Fino al 1892 le donne non poterono ricoprire le stesse mansioni che occupavano gli uomini, in quanto troppo faticose e non adatte al gentil sesso. Nel 1915, tra la drammaticità dello scoppio della prima guerra mondiale le donne colsero il momento per poter rivendicare i propri diritti.
Con la parola “fabbrica” Facineroso intende l’entrata in massa delle donne nel mondo del lavoro; gli uomini sono infatti inviati in guerra e le donne sono costrette a ricoprire le mansioni abbandonate, che al termine della guerra non vorranno più lasciare. Oltre che per il lavoro si batteranno per un’altra causa, cioè il diritto di voto. Dai numerosi cortei e proteste, nel 1945, nasce il decreto che prescrive che le donne possano essere elettrici, ma non elette. Ciò porta a nuove battaglie che sfoceranno nell’Italia del dopoguerra: nel ’46 potranno essere anche elette.

Si parla infatti di “femminicidio”, termine che indica l’omicidio di una donna, che viene uccisa in quanto tale. In Italia quasi 700 mila donne, secondo i dati Istat, hanno subito violenze ripetute, la maggior parte degli abusi avviene dentro le mura domestiche e l’assalitore, spesso, è conosciuto, un partner o un ex compagno. Facineroso  invita  le donne a ricordare la propria storia: «Evento molto importante perché quando si riporta l’attenzione su questi temi , antichi e nuovi allo stesso tempo, si sensibilizza l’opinione pubblica. Credo che ci sia molta retorica, non sono d’accordo a parlare delle donne come categoria a sé stante, sono cittadine come gli uomini . Importante è anche il dialogo fra i sessi, perché con il conflitto non si va da nessuna parte. Detto questo – conclude – la conoscenza della nostra storia ci può aiutare a capire dove dobbiamo andare e quanta strada ci rimane da fare».

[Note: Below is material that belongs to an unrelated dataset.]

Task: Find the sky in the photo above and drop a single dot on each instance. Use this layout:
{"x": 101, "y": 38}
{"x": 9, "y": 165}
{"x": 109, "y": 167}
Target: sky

Chiude Valeria Sicurella: «Trattare questi temi con una platea interessata è sempre utile. La fatica è ancora tanta, ma è certamente vero che i ruoli delle donne si sono aperti. Ci sono però ancora quei tetti di cristallo da abbattere: svolgiamo gli stessi lavori degli uomini , ricopriamo cariche pubbliche e politiche , ma non abbiamo la stessa retribuzione. Gli strumenti ci sono, è la cultura che va cambiata. Ancora ritengo che camminare in una piazza al buio da sole è pericoloso per una donna».